Si ces forces chauvines et d’extrême droite ont pu agir avec une telle agressivité, c’est parce que les mesures discriminatoires qu’elles proposent ont été crédibilisées et même approuvées par des forces dites de «gauche». Pendant plus d’une décennie, Québec Solidaire, un parti de pseudo-gauche qui soutient l’indépendance du Québec, a qualifié de «nécessaire» le débat réactionnaire sur les «accommodements raisonnables» envers les immigrants et les minorités dont est issu le projet de loi 21. Et tandis que Singh s’en prenait mardi aux «politiciens» qui «ont utilisé l’islamophobie à des fins politiques», la réalité est que son propre NPD est un pilier du gouvernement minoritaire de Trudeau. Un gouvernement qui a poursuivi et élargi la participation du Canada à l’agression et à la guerre américaines au Moyen-Orient et qui a intensifié sa collaboration, tant sous Trump que sous Biden, avec l'Immigration and Customs Enforcement fasciste aux États-Unis pour empêcher les réfugiés fuyant la pauvreté et la violence impérialiste américaine de demander l’asile au Canada.

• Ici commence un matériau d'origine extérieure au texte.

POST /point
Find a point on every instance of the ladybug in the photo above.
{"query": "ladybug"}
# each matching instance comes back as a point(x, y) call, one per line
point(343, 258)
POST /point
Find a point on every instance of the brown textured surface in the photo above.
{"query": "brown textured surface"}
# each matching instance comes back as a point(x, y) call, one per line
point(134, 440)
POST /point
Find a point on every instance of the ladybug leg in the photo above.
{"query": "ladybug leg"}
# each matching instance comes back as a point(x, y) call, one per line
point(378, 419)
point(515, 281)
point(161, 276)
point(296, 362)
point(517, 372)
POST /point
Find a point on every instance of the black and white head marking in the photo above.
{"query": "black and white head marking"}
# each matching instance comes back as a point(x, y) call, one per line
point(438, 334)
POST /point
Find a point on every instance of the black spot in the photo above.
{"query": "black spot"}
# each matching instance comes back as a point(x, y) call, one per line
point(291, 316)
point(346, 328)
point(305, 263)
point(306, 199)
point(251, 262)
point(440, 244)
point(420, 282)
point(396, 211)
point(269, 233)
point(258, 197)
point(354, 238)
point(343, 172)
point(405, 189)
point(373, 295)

Les fanfaronnades de Trudeau et Singh sur la lutte contre l’extrême droite sont une fraude. Le gouvernement Trudeau joue un rôle central dans l’ignorance et la minimisation des nombreuses preuves d’activités d’extrême droite dans les Forces armées canadiennes. Lorsqu’un réserviste militaire d’extrême droite a cherché à assassiner Trudeau en juillet dernier, l’incident a été banalisé et l’assaillant n’a fait face qu’à des accusations mineures liées aux armes.

Ces processus ne sont pas propres au Canada. Les terroristes d’extrême droite, nourris par les guerres d’agression menées par les impérialistes contre les pays majoritairement musulmans et par la discrimination et les abus contre les immigrants et les réfugiés perpétrés par les grandes puissances, ont pris pour cible les musulmans du monde entier. Les plus meurtriers de ces déchaînements d’extrême droite comprennent la fusillade brutale du terroriste fasciste Brenton Tarrant à Christchurch, en Nouvelle-Zélande, qui a coûté la vie à 51 personnes dans deux mosquées en mars 2019, et le massacre de 77 personnes par Anders Behring Breivik en juillet 2011, dont la plupart étaient des membres du mouvement de jeunesse du Parti travailliste.